The state of the nation’s prison systems has various benefits and drawbacks, and continuous discussions are needed to assess whether or not prisons serve as effective institutions, a Harvard scholar asserted in a symposium on Friday.

A professor of both Philosophy and African and African American Studies, Tommie Shelby has written on topics regarding prisons and punishment in his book “Dark Ghettos: Injustice, Dissent, and Reform.” In his lecture, which considered the effectiveness of prison abolition as an emerging social movement, he sought to bring the topic of “prison itself as a punishment” to the forefront of the discussion on incarceration. 

A longstanding aspect of this debate revolves around assessing whether or not prisons, both public and private, are essential aspects of American society. While some argue that prisons must be abolished entirely to make way for a new, fair way to correct unlawful citizens, Shelby argued that prison reformation is more ideal, explaining that the sudden abolition of the prison system is undoubtedly rash, as it magnifies the repairable drawbacks while seemingly ignoring the benefits of effective incarceration.

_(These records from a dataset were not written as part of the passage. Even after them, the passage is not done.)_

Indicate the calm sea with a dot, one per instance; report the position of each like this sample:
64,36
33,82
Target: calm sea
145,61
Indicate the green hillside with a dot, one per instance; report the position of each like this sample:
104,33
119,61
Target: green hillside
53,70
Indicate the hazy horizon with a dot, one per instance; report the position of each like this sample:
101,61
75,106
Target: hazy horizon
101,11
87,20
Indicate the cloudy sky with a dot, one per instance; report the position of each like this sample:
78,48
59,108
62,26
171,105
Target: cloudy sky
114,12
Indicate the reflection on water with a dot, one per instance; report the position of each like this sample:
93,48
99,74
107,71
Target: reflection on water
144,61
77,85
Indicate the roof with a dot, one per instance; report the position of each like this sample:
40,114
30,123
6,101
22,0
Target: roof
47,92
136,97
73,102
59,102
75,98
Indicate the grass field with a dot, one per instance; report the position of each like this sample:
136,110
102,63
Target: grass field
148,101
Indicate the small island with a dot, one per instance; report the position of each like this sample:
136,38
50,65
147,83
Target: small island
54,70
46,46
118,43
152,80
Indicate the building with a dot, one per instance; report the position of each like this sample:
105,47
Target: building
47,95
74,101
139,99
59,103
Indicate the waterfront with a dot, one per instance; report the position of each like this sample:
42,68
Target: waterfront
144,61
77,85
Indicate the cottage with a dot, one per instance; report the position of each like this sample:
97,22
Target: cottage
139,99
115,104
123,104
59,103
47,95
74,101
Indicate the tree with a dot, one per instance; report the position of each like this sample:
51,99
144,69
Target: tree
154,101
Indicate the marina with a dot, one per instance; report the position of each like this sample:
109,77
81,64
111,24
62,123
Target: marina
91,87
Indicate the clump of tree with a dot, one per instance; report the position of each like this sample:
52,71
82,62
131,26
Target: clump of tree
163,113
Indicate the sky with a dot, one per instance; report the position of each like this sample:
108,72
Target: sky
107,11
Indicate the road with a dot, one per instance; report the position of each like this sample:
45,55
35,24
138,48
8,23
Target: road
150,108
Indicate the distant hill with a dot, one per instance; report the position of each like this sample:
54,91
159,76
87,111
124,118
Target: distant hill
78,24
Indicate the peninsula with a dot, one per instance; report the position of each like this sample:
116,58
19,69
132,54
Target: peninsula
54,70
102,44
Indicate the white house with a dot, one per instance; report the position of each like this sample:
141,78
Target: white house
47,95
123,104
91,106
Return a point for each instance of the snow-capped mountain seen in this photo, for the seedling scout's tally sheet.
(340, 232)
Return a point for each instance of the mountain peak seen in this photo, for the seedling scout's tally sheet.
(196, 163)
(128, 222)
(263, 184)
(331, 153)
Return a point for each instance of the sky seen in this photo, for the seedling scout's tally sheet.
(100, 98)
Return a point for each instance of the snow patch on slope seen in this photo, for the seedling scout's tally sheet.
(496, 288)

When discussing incarceration and prison as a growing abolitionist movement, Shelby began by offering a critical examination of the ideals of the popular women’s rights activist and Brandeis alumna Angela Davis ’65, particularly her stance on prison abolition as a “morally required, political goal.” He continued by identifying Davis’ principal objections to prisons, how she denotes them as “a legacy of slavery” and also as the representation of an “alliance of state repression and the maximization of corporate profit,” formally known as the Prison Industrial Complex. 

To differentiate his stance, Shelby explained that his objection to prison abolition is not dependant on a “reduction of socialism or an embrace of capitalism,” but rather because incarceration may have “legitimate uses,” and pushing for abolition of the prison system may distract society from resisting “related or background injustices,” such as discrimination based on race, class and gender. 

Furthermore, he explained the notion that prison abolition may be too vindictive and argued that prison reform is the most beneficial to society. Prisons enable “the removal of the inalienable rights of citizens,” restricting prisoners from having open communication with other citizens at any time and thereby serving as a deterrent to unlawful action. As such, prisons protect society from “serious threats” by containing individuals who “stray from moral reason,” Shelby asserted. 

This idea serves in contrast to Davis’ point of view, as she recognizes the inert drawback within the United States prison system. “The 13th amendment of the constitution formally abolished slavery for all United states citizens, except those who have convicted of a crime,” Shelby said of Davis’ theory. Davis challenges the 13th amendment, suggesting that a modern day abolitionist movement is necessary to counteract the institutionalized slavery enforced by prisons. 

In contrast to her point, Shelby pointed out that prison inmates duly convicted of violent crimes are confined to prevent further harm to others but cannot be “used as collateral.” He added that prisoners are still human beings, criticizing Davis’ inmate-slave comparison. 

Shelby continued by saying that, since inmates are still confined by prison grounds, prison labor can be considered a way to enable them to carry out their sentence. He also acknowledged that, although “prison laborers are denied the freedom to choose their occupations” and places of employment, they are able to maintain specific freedoms, such as freedom of religion and freedom from torture or unlawful punishment and therefore cannot be equated to slaves. 

“What is needed under current social conditions is not the abolition of prisons, but the remedying of the myriad injustices that often lead to the imprisonment of the oppressed,” Shelby concluded.